I dared not raise my voice above a whisper after I was told that my mother would end up in a psychiatric hospital if I was too loud. It’s not surprising when my instructor first told me to loudly yell “clear” out the window before I started the airplane to warn anyone who might be near the propeller, I struggled to do it. And when I had to yell directions at him during instructor training to be heard over the noise of the engine, it felt doubly wrong.

My fascination with flying started early. I was in the second grade when my teacher, Mrs. Wilkinson, asked us to write a few sentences about what kind of animal we would be if we could choose just one. Without hesitation I printed I want to be a bird so I can fly. Seven years later, at the age of fourteen, I took my first flying lesson.

I didn’t know then that the first female pilot for a major U.S. airline had been hired just one year earlier.
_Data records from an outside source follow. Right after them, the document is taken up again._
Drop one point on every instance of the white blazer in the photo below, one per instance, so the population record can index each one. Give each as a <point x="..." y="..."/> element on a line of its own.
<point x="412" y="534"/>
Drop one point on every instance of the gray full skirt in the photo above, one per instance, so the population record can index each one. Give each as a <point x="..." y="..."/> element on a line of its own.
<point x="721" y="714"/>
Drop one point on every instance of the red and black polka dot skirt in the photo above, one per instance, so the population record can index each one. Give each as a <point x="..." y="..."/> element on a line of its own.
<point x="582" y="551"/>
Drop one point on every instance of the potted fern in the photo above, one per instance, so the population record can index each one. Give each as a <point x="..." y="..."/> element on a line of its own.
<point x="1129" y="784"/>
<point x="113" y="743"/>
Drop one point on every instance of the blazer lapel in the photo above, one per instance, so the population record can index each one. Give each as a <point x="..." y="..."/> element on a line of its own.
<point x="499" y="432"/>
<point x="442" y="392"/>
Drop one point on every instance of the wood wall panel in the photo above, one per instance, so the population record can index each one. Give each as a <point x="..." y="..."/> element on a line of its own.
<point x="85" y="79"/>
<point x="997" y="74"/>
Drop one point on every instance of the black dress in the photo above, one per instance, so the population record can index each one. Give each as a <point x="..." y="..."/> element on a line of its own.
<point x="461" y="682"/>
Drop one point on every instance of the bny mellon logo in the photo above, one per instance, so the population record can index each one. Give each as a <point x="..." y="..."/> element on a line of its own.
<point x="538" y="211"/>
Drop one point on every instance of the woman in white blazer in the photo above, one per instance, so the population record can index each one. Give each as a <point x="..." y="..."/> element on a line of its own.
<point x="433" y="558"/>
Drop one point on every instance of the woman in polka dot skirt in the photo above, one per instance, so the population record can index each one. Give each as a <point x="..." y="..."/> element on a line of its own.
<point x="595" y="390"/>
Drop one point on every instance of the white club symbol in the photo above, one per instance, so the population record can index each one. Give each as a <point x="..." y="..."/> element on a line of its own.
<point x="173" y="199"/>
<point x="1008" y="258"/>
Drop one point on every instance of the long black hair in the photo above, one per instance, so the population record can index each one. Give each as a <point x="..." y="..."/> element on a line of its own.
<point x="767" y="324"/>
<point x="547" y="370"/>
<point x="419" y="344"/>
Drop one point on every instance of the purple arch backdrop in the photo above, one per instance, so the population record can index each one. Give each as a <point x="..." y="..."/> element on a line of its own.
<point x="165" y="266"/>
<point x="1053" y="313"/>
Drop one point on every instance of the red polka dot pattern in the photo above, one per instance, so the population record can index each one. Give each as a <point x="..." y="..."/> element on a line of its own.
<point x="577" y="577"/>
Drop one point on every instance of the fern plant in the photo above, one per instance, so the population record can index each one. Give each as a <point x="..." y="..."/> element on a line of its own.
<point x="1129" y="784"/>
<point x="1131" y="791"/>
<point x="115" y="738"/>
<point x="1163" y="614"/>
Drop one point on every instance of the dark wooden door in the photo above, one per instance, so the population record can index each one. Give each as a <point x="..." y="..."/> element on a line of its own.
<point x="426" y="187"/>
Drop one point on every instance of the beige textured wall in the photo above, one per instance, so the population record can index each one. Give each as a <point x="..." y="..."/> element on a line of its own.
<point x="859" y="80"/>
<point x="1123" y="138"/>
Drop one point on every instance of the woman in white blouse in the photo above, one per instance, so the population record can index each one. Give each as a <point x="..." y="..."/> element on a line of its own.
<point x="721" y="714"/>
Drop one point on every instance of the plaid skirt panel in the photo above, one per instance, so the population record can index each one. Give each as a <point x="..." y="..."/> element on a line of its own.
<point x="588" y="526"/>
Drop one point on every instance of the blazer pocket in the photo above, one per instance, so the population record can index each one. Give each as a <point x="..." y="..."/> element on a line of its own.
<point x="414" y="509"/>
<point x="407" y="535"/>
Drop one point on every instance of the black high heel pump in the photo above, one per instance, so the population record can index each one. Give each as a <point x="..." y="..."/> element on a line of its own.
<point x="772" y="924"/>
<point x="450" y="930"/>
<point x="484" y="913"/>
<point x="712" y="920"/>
I’m not sure it would have deterred me from becoming a commercial pilot even if I knew how few women flew airplanes for a living. Even at a young age, I never felt like my pursuits were limited by my gender. I can trace the source of that understanding back to Christmas morning in 1968, when my identical twin sister, Sherry, and I were five years old.

That Christmas my mother bought us toy toolkits so we could help our father build a bookcase in the garage. Inside the shiny white and red metal boxes were some nails, a small hammer, a miniature saw, and a few other items of interest to an aspiring carpenter. Our mother grew agitated as she stared at the toolboxes. On the front lid was a picture of a young boy staring lovingly at his father, with a caption that read, “For a boy to help his dad.”

“Don’t pay attention to that,” my mother said, clearly exasperated, in contrast to her usual festive mood on Christmas morning. “Girls can use hammers too,” she said with a defiant tone in her voice that surprised me.

My mother was an unlikely feminist.

About Shirley M. Phillips: Writing has been a constant in my life even as the plans for my future had to change. I started taking flying lessons at the age of fourteen after my father bought me a ride in an airplane. I flew by myself at sixteen before I had my driver’s license. When I became a flight instructor one of my first students was my father. My first piece was published in AOPA Pilot about my first engine failure at the age of 23.

I flew for a small regional airline until they went out of business the same week I found out that I was pregnant with my first child. I took an unplanned break from flying since the airlines were not hiring and my second daughter was born with a rare genetic disorder. My writing focused on parenting a child with disabilities while I volunteered with several organizations.

I returned to school and worked as a pediatric physical therapist with babies from birth to age three while teaching my daughter how to walk. I wrote about my strong-willed daughter who was predicted not to live past her first year.  Later I returned to aviation as a simulator instructor on the Airbus A320 for a major airline, and as a professor of aeronautical science.

My flying career ended when I developed a chronic health condition. Writing helped me deal with debilitating pain and the challenges of being a patient. I wrote my memoir ‘How Not to Fly an Airplane’ while earning a MA in science writing at Johns Hopkins University. My strong-willed daughter who was not supposed to live is now 31. I am working on my second book about navigating the health care system as someone with a disability.